Research Project: RosBREED: Combining Disease Resistance with Horticultural Quality in New Rosaceous Cultivars

Location: Innovative Fruit Production, Improvement, and Protection

Project Number: 8080-21000-026-001-R
Project Type: Reimbursable Cooperative Agreement

Start Date: Oct 1, 2014
End Date: Aug 31, 2019

Objective:
The objectives for this project are: 1) derive valuable alleles for disease resistance from exotic genepools for integrated cultivar and rootstock breeding to mitigate production risk and 2) enrich breeding families with alleles for superior fruit quality combined with disease resistance to provide the next generation of superior cultivars.

Approach:
Pedigree-linked germplasm that contains resistance alleles for the target disease threats (fire blight, apple scab, and blue mold) coming from exotic gene pools were previously crossed to important breeding parents.
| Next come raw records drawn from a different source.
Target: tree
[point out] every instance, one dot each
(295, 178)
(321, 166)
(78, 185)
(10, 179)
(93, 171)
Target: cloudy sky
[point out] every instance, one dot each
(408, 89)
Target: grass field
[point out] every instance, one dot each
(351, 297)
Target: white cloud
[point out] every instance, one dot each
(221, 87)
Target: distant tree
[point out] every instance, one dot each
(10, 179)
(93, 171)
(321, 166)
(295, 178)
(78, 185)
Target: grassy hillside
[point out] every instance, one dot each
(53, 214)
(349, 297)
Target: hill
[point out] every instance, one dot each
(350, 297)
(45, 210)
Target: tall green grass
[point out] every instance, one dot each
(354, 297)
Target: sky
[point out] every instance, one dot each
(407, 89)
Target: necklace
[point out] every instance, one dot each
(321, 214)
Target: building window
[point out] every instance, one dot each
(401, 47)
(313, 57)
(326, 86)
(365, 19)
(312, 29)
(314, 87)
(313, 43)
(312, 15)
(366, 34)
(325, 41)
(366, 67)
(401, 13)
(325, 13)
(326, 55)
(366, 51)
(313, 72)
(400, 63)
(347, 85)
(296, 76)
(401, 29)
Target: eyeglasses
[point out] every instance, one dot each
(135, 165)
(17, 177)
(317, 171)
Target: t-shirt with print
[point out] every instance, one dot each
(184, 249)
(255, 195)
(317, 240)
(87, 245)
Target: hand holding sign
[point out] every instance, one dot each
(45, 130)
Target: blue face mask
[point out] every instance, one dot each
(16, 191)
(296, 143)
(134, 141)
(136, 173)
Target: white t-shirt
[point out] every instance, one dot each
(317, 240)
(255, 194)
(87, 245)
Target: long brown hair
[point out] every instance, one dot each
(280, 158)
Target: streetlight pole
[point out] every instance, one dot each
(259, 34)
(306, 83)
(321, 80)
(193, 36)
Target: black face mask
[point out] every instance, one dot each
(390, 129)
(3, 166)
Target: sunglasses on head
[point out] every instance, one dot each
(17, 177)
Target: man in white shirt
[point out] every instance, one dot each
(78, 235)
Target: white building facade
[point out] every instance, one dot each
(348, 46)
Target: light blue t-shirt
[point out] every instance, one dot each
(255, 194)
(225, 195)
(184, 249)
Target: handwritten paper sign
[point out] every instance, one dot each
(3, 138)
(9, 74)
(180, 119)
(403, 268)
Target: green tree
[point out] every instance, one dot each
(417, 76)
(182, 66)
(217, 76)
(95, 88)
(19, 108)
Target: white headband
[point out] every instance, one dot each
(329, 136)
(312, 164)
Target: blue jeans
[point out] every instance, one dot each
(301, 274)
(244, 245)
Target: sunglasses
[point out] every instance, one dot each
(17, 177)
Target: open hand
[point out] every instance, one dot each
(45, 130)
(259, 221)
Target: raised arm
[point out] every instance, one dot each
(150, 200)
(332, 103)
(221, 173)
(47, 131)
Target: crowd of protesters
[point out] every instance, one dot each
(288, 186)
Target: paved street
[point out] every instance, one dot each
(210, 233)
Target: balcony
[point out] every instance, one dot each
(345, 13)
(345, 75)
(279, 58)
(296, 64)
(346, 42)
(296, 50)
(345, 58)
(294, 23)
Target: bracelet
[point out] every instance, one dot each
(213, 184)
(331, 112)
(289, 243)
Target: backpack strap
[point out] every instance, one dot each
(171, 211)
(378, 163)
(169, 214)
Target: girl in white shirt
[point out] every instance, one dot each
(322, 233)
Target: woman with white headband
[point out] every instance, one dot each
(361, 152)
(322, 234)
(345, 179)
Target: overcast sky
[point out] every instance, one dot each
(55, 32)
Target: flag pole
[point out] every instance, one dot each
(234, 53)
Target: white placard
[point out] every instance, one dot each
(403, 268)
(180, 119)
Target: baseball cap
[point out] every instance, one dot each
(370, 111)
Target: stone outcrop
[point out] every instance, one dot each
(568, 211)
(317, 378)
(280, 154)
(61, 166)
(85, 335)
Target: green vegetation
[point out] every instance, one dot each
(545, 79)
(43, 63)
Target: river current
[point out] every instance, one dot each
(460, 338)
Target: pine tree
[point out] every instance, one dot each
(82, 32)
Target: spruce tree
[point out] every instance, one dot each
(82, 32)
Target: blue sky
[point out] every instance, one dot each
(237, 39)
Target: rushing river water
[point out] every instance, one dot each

ARS scientists will identify sets of existing pedigree-linked germplasm segregating for disease resistance, where either the genetic control of the resistance is unknown or the previously discovered resistance alleles have not yet been validated in a breeding germplasm background. For apple (Norelli), three sets will be established: Apple Scab Set, Apple Fire Blight Set, and Apple Blue Mold Set. ARS scientists will make crosses among donor germplasm sources and with elite breeding parents to pyramid alleles that confer disease resistance. This may be to pyramid alleles for just one disease threat or to pyramid the desired alleles for more than one disease threat. The progeny from these parental pools will be genotyped for the desired resistance QTLs/M-L-T associations using DNA tests. A set of those individuals that contain the desired disease resistance alleles will be selected as parents for use in the next round of crosses. If the progeny used to pyramid the disease resistance alleles are also predicted to segregate for major fruit quality loci, the progeny will be subjected genetic tests for fruit quality alleles prior to parental selection.